L’usage récréatif du cannabis a été légalisé récemment dans plusieurs Etats au pays de l’oncle Sam et certains ultra-libéraux se présentant comme des progressistes vont jusqu’à défendre la légalisation de toutes les drogues, héroïne incluse. Pourquoi laisser aux trafiquants des marchés qui pourraient rapporter des milliards de dollars de profits à l’oligarchie et d’impôts supplémentaires à l’Etat tout en contribuant à l’abrutissement général des masses ? Ce n’est pas très étonnant si les milliardaires Georges Soros et Sean Parker financent des campagnes pour légaliser l’usage récréatif de la marijuana.

La civilisation combat l’autonomie des peuples et cherche par tous les moyens à augmenter notre niveau de dépendance en multipliant les addictions, parce que son carburant, c’est la population. Jeff Bezos, patron d’Amazon et homme d’affaires le plus riche de la planète, présentait récemment la chose en ces termes :

« Nous profitons tous d’une extraordinaire civilisation, et elle est alimentée par l’énergie, et elle est alimentée par la population. C’est pourquoi les centres urbains sont si dynamiques. Nous voulons que la population continue d’augmenter sur cette planète. Nous voulons continuer à consommer plus d’énergie par tête. »

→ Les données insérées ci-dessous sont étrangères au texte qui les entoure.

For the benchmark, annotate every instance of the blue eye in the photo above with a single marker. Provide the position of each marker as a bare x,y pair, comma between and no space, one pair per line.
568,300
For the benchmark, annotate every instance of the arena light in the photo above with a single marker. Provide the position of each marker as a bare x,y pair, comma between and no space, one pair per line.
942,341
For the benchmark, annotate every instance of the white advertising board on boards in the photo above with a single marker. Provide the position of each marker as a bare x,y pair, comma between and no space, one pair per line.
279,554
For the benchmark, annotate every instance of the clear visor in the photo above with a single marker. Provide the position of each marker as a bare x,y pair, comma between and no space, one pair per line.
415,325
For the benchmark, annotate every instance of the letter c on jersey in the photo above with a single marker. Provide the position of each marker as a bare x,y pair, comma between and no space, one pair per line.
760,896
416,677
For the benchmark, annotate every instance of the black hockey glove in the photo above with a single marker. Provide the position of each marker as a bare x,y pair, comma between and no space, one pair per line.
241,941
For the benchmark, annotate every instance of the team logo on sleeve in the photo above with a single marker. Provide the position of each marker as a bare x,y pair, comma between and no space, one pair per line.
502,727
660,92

L’importance de l’espérance de vie prend tout son sens. En parallèle avec la réduction de la mortalité infantile, l’allongement de l’espérance de vie mène à une explosion démographique systématique dans les pays en phase d’industrialisation. Vivre plus longtemps, c’est consommer plus longtemps et différemment avec des besoins qui évoluent au cours de la vie. La population d’un pays s’apparente à un troupeau de bétail et l’addiction compte parmi les outils à disposition des maîtres pour en optimiser le rendement. L’école, les médias et l’industrie du divertissement se chargent ensuite du conditionnement pour que tout ce petit monde marche au pas dans la bonne direction. Ils font même mieux que ça puisqu’une écrasante majorité de la populace pense être libre et maître de sa vie. Liberté, égalité, fraternité : mon cul !

La dépendance mène à la soumission qui ouvre la voie à l’exploitation et à la marchandisation de nos vies. Avant la 4ème Révolution Industrielle, – un terme utilisé par le fondateur et président du Forum Economique Mondial pour désigner la révolution numérique – l’exploitation restait plus ou moins limitée aux heures de travail. Grâce à l’industrie numérique dopée aux algorithmes analysant des milliards de données récoltées par les smartphones, les entreprises sont aujourd’hui capables d’exploiter chaque seconde de notre existence. Selon leurs concepteurs, applications et réseaux sociaux sont pensés pour manipuler le système endocrinien du cerveau et en particulier le circuit de la récompense avec la sécrétion de dopamine, un mécanisme bien connu des addictologues. Grâce à une stratégie marketing bien ficelée utilisant d’autres failles connues de notre cerveau, les fabricants de smartphone ont réussi le tour de force de transformer la perception collective de ces armes de surveillance massive. Résultat, posséder un Iphone dernier cri à 1000 balles est devenu un marqueur social, 75 % de la population française est équipée d’un smartphone et ce chiffre monte à 98 % pour les 18-24 ans.

Hitler et Staline en rêvaient, les géants du numérique l’ont fait.